Have something to add? Comments (if open) will appear within 24 hours.
By Andrew Spanner BVSc(Hons) MVetStud, a vet in Adelaide, Australia. Meet his team here.

One Reply to “Had A Bad Vet Experience? Please Read This”

  1. I’m an American, also a retired Trauma RN of 30 years. So, I have medical knowledge, albeit human, many issues cross species and the treatment generally follows suit.

    On Feb 2nd of 2021 me and Smudge, my 4 legged hirsute son … a now 9 yo Chihuahua began our year and half odyssey, which I’ve had the misfortune to run into veterinarians with all levels of skill sets. We’ve seen vets who got As in College and those who most likely needed to take their Boards a few times.

    What is scary, is if I with a medical background who knows what to look for, or what I’m looking at has issues. What will become of those pets, who aren’t so lucky.

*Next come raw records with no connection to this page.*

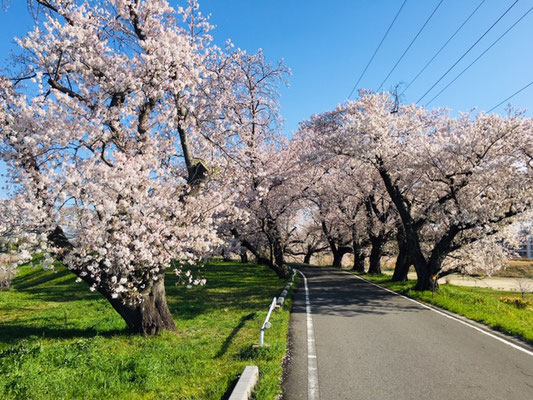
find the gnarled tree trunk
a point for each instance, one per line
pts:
(358, 258)
(151, 315)
(376, 252)
(403, 263)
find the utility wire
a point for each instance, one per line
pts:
(511, 96)
(481, 55)
(379, 45)
(466, 52)
(410, 44)
(443, 46)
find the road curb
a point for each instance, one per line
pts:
(246, 383)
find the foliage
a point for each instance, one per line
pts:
(59, 341)
(456, 183)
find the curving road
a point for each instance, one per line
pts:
(372, 344)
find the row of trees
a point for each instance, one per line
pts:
(135, 144)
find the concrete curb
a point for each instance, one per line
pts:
(245, 384)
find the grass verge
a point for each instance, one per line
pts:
(490, 307)
(60, 341)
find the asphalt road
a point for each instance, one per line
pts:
(371, 344)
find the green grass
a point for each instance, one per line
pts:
(60, 341)
(479, 304)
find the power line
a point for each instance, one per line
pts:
(481, 55)
(410, 44)
(466, 52)
(511, 96)
(443, 46)
(379, 45)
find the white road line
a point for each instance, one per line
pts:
(312, 366)
(450, 317)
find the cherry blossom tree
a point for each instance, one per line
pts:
(453, 181)
(112, 126)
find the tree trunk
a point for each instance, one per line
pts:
(375, 255)
(425, 281)
(279, 266)
(401, 269)
(151, 315)
(148, 317)
(337, 258)
(403, 263)
(358, 258)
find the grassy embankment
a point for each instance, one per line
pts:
(60, 341)
(491, 307)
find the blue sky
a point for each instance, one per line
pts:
(328, 43)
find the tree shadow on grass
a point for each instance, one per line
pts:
(13, 333)
(233, 333)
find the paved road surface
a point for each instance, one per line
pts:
(371, 344)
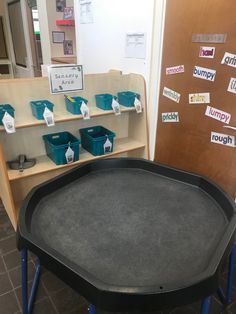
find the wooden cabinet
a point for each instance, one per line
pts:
(130, 129)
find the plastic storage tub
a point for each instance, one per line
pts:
(104, 101)
(94, 138)
(38, 107)
(127, 98)
(74, 106)
(3, 109)
(56, 145)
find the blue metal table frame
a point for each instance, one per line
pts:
(28, 302)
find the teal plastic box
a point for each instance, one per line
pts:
(127, 98)
(104, 101)
(74, 107)
(38, 107)
(56, 145)
(94, 138)
(3, 109)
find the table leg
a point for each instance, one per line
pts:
(227, 299)
(205, 305)
(24, 279)
(27, 303)
(92, 309)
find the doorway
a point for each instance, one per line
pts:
(25, 35)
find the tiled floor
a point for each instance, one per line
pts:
(54, 297)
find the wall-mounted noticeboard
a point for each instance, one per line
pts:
(187, 145)
(65, 78)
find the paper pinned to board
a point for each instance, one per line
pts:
(230, 127)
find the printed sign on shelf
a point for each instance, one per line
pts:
(229, 59)
(223, 139)
(204, 73)
(218, 114)
(207, 52)
(232, 85)
(65, 78)
(170, 117)
(199, 98)
(169, 93)
(175, 70)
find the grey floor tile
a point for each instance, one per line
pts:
(15, 274)
(44, 307)
(41, 293)
(7, 244)
(67, 300)
(184, 310)
(8, 303)
(12, 259)
(2, 266)
(52, 283)
(5, 285)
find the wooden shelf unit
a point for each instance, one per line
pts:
(130, 128)
(63, 116)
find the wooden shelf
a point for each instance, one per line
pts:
(63, 117)
(44, 164)
(130, 128)
(65, 22)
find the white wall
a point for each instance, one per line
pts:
(57, 50)
(101, 45)
(44, 31)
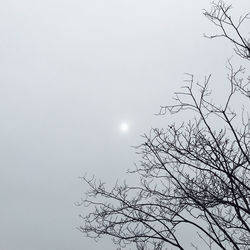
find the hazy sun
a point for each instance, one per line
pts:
(124, 127)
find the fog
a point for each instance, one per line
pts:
(70, 73)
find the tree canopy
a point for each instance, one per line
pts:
(194, 173)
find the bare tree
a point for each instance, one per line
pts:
(195, 174)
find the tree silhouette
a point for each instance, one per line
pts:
(195, 174)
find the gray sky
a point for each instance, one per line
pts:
(70, 73)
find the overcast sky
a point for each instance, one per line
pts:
(71, 72)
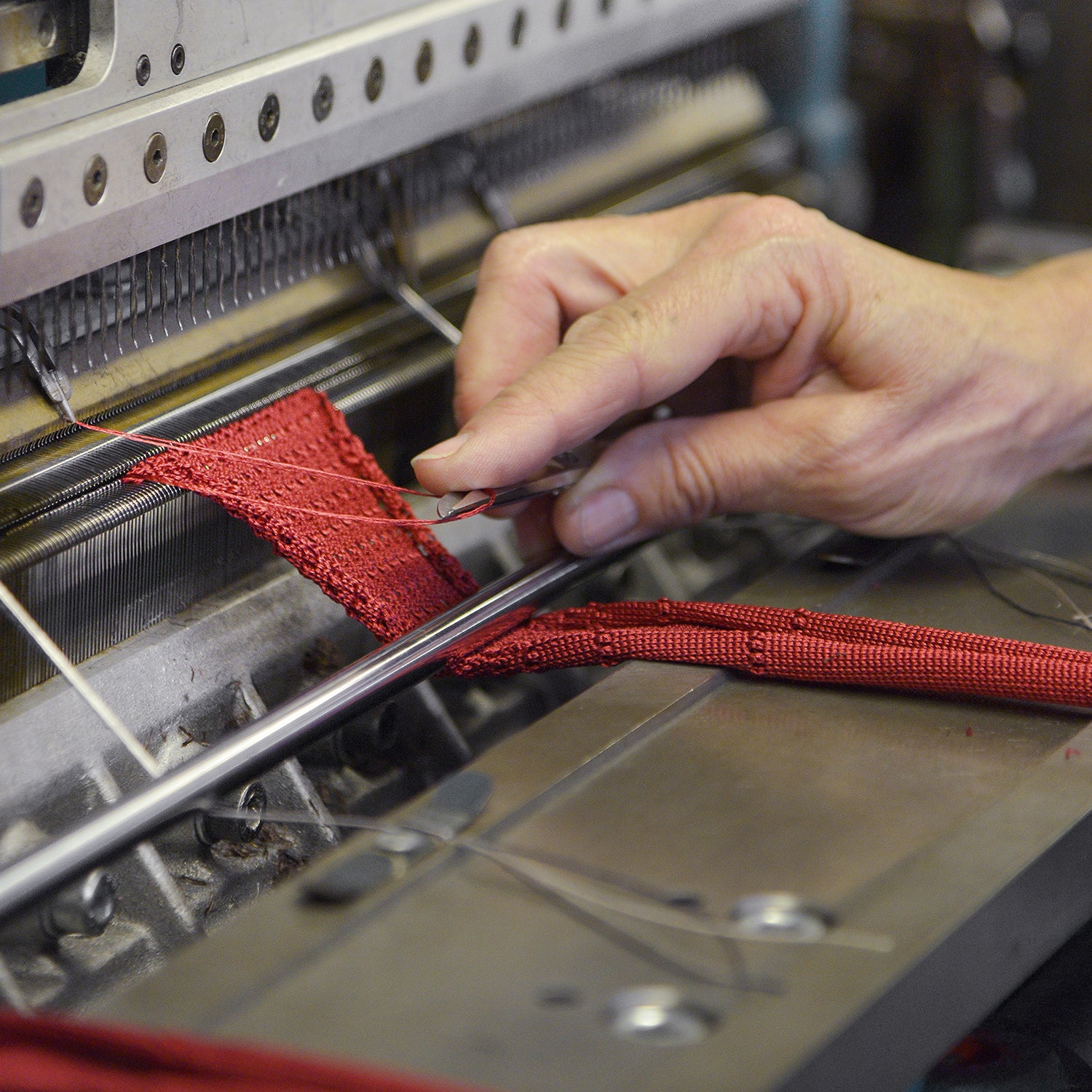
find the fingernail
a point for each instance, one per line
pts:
(443, 449)
(604, 517)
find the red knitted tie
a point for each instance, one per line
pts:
(393, 578)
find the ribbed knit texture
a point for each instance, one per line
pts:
(395, 578)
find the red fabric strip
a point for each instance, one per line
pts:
(395, 578)
(390, 578)
(50, 1054)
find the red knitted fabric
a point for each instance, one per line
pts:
(389, 578)
(48, 1054)
(395, 578)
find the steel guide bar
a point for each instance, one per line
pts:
(277, 735)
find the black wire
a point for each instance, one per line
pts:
(981, 574)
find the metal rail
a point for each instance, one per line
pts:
(277, 735)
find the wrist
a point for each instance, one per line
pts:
(1048, 312)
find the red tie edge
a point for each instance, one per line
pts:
(395, 578)
(48, 1054)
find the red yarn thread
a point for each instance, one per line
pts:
(397, 576)
(384, 486)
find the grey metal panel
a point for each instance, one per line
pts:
(72, 237)
(957, 832)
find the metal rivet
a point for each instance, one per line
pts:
(215, 135)
(559, 996)
(94, 179)
(472, 47)
(373, 81)
(269, 118)
(519, 26)
(786, 917)
(155, 157)
(323, 100)
(659, 1016)
(250, 802)
(403, 843)
(47, 31)
(83, 910)
(32, 202)
(424, 66)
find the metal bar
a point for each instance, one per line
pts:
(32, 33)
(280, 734)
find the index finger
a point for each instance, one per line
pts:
(534, 282)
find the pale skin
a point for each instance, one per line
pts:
(889, 395)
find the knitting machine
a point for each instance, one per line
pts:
(207, 207)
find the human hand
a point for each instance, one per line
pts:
(889, 395)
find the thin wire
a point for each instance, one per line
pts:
(633, 901)
(965, 552)
(76, 681)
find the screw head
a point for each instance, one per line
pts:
(323, 100)
(472, 47)
(782, 917)
(155, 157)
(249, 803)
(373, 81)
(94, 179)
(83, 910)
(269, 118)
(659, 1016)
(32, 202)
(215, 135)
(47, 31)
(519, 28)
(424, 66)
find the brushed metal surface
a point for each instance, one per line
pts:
(958, 832)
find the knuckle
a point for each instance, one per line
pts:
(688, 491)
(515, 250)
(772, 216)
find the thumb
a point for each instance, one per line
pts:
(783, 456)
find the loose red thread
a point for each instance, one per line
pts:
(384, 486)
(395, 576)
(47, 1053)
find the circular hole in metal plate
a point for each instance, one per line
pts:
(472, 45)
(94, 181)
(519, 26)
(424, 66)
(373, 81)
(323, 100)
(269, 118)
(32, 202)
(781, 917)
(660, 1016)
(212, 142)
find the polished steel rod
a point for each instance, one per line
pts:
(268, 740)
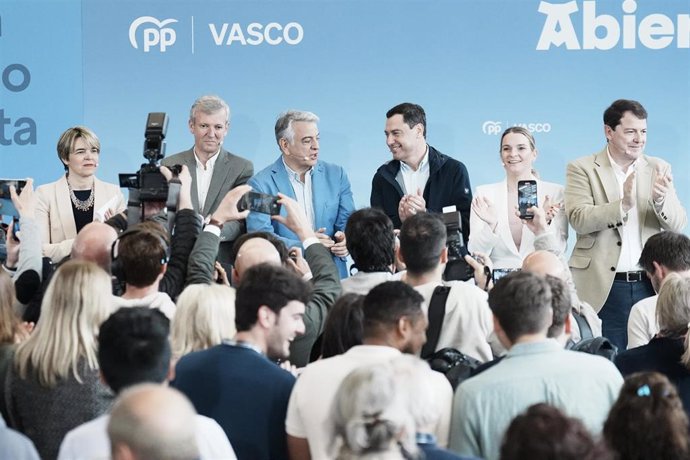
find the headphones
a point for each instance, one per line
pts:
(116, 266)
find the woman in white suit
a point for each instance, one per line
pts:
(64, 207)
(495, 228)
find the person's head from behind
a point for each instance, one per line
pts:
(209, 121)
(673, 305)
(518, 151)
(75, 304)
(133, 347)
(253, 251)
(74, 146)
(142, 257)
(561, 305)
(370, 414)
(9, 321)
(343, 329)
(647, 420)
(423, 243)
(543, 432)
(521, 304)
(370, 240)
(269, 305)
(93, 243)
(663, 253)
(152, 422)
(204, 317)
(393, 316)
(406, 132)
(415, 378)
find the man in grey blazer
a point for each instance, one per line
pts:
(214, 170)
(615, 200)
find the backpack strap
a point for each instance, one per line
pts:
(437, 310)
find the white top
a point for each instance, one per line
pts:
(468, 322)
(89, 441)
(499, 244)
(159, 300)
(630, 230)
(642, 324)
(313, 394)
(411, 180)
(303, 191)
(203, 177)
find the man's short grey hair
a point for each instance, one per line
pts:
(209, 104)
(155, 422)
(285, 120)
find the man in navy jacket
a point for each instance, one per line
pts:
(419, 177)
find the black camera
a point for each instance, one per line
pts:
(456, 267)
(149, 181)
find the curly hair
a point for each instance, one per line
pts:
(647, 420)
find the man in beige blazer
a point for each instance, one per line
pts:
(615, 200)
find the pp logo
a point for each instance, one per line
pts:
(159, 36)
(491, 127)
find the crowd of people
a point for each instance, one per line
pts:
(315, 331)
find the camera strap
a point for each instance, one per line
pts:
(436, 312)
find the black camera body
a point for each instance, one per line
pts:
(149, 181)
(456, 267)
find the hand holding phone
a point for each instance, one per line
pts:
(259, 202)
(527, 197)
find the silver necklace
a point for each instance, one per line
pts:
(81, 205)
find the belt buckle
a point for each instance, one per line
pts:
(633, 277)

    A recent episode, when I couldn’t get him into his primary vet, and had to rely on Emergency Vets for the weekend. He saw 2 different vets, in 36 hours before the 3rd one diagnosed him correctly and admitted him for 3 days of treatment with TRIPLE ANTIBIOTICS, fluids and monitoring. The 2 prior, would not listen to what u told them, and I’m not the pushy type … saying look at my background, I try to be a help not hindrance. But that has a 33% success rate. Which us scary.

    My advice … dont be afraid to get 2nd and 3rd opinions if you don’t feel satisfied with a 2 min exam, and off ya go. You know what your pets baseline is. When they look at them, especially if they haven’t seen your pet before that day. If something amiss doesn’t immediately jump out at them. Then that is their baseline for your pet. No matter how much you say, this is not how they normally are. So if it’s something they have to go look for, they may not go looking for it.